Liebe Whisky-Freunde,
die wahrscheinlich schönste Jahreszeit für einen guten Dram hat begonnen. Wenn draußen die Kälte in die Finger kriecht und drinnen die Kerzen flackern, schmeckt kaum etwas so stimmig wie ein Glas Whisky. Ich genieße im Winter nicht ausschließlich Sherry- und/oder Torf-Bomben, um einen Abend ausklingen zu lassen, sondern auch sehr gerne einen feinen, im Bourbonfass gereiften Speysider. Manchmal auch schon als Apéro vor dem Essen.

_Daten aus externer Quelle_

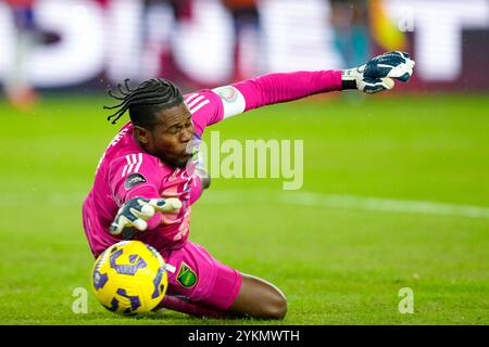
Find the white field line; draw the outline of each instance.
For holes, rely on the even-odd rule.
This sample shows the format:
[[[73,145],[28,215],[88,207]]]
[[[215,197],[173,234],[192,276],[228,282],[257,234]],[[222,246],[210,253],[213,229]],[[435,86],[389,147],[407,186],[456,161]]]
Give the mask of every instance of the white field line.
[[[213,204],[239,205],[239,202],[269,202],[296,206],[364,209],[387,213],[408,213],[422,215],[442,215],[489,219],[489,207],[446,204],[429,201],[409,201],[360,195],[335,195],[312,192],[259,192],[247,194],[246,191],[209,192],[205,202]]]
[[[38,209],[57,206],[82,206],[86,193],[51,193],[51,194],[12,194],[0,193],[0,206],[25,206]],[[360,195],[336,195],[314,192],[273,192],[273,191],[206,191],[202,203],[212,205],[234,204],[239,208],[240,203],[267,203],[294,206],[311,206],[342,209],[362,209],[386,213],[408,213],[418,215],[456,216],[489,219],[489,207],[446,204],[430,201],[409,201],[383,197],[367,197]],[[197,207],[197,206],[196,206]]]

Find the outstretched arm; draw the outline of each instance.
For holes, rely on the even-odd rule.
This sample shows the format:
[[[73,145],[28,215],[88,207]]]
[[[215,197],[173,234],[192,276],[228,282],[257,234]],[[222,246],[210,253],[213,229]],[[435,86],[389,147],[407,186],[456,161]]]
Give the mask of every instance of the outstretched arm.
[[[265,105],[329,91],[356,89],[376,93],[392,89],[393,79],[406,82],[413,67],[414,61],[408,53],[388,52],[350,69],[268,74],[188,94],[185,100],[201,134],[206,126]]]
[[[392,78],[408,81],[413,67],[414,61],[408,53],[389,52],[351,69],[268,74],[220,87],[213,92],[221,97],[223,116],[227,118],[261,106],[329,91],[358,89],[375,93],[392,89]]]

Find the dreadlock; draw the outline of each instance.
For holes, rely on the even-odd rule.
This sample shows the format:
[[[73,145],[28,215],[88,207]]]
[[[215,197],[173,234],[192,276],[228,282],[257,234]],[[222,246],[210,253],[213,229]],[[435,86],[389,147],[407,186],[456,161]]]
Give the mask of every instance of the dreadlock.
[[[111,89],[108,90],[110,97],[121,101],[114,106],[103,106],[105,110],[118,108],[106,117],[106,120],[112,119],[112,124],[115,124],[128,110],[134,125],[151,129],[158,121],[156,114],[160,111],[172,108],[184,102],[180,90],[170,80],[152,78],[134,90],[130,90],[128,82],[129,79],[126,79],[124,86],[117,83],[120,97],[115,95]]]

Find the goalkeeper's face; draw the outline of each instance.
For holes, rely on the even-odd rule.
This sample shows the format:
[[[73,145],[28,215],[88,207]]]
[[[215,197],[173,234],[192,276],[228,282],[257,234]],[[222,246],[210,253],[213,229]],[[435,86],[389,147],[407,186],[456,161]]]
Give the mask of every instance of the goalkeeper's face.
[[[193,138],[191,114],[185,103],[163,110],[156,115],[152,129],[135,127],[142,150],[173,167],[185,167],[192,156],[188,150]]]

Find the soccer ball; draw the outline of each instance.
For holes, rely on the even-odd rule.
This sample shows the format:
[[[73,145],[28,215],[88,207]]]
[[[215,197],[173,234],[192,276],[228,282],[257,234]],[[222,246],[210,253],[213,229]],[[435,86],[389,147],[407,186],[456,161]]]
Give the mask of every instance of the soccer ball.
[[[163,257],[140,241],[122,241],[110,246],[93,265],[95,296],[118,314],[152,310],[163,299],[167,284]]]

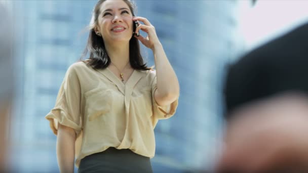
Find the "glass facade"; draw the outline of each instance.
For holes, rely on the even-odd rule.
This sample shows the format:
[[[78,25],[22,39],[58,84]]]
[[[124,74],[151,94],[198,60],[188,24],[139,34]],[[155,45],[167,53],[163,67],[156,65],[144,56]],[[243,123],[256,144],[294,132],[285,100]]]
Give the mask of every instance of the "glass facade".
[[[235,1],[136,1],[178,76],[176,115],[155,129],[155,172],[210,170],[220,145],[224,66],[241,51]],[[58,172],[56,137],[44,116],[86,43],[96,1],[15,1],[22,104],[12,121],[16,172]],[[148,65],[152,53],[142,47]]]

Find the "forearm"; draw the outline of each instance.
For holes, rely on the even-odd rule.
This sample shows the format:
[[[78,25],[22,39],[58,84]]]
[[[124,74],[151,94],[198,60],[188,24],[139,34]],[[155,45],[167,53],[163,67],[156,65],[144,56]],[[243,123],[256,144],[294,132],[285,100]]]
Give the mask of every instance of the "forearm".
[[[75,135],[72,129],[67,128],[62,126],[58,131],[57,157],[61,173],[74,172]]]
[[[163,46],[159,43],[152,49],[154,54],[157,78],[158,103],[168,104],[175,100],[179,95],[179,82],[170,64]],[[160,101],[161,100],[161,102]]]

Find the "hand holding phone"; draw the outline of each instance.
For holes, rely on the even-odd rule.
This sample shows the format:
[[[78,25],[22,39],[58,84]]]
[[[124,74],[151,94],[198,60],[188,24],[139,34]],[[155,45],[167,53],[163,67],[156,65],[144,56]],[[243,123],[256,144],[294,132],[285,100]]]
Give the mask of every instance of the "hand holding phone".
[[[139,33],[139,31],[138,31],[138,32],[137,33],[135,33],[135,31],[136,31],[136,28],[137,28],[137,27],[138,27],[138,26],[139,26],[139,24],[138,23],[138,21],[133,21],[133,25],[134,25],[133,26],[133,33],[135,35],[136,35],[136,36],[139,36],[140,35],[140,33]]]

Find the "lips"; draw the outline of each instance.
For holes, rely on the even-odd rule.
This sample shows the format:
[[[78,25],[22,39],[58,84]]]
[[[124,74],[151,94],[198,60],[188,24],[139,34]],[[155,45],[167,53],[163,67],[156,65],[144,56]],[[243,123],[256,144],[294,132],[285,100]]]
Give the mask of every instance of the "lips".
[[[126,29],[126,28],[123,26],[117,25],[112,27],[111,30],[114,32],[122,32]]]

Und weil wir ab und zu gefragt werden: Falls Sie zum Fest jemandem mit einem Whisky beschenken möchten – etwa den Chef, einen guten Freund oder den Geschäftspartner – habe ich hier ein paar Tipps mit besonderen Geschmacksprofilen und ausgezeichnetem Preis-Genuss-Verhältnis zusammengestellt.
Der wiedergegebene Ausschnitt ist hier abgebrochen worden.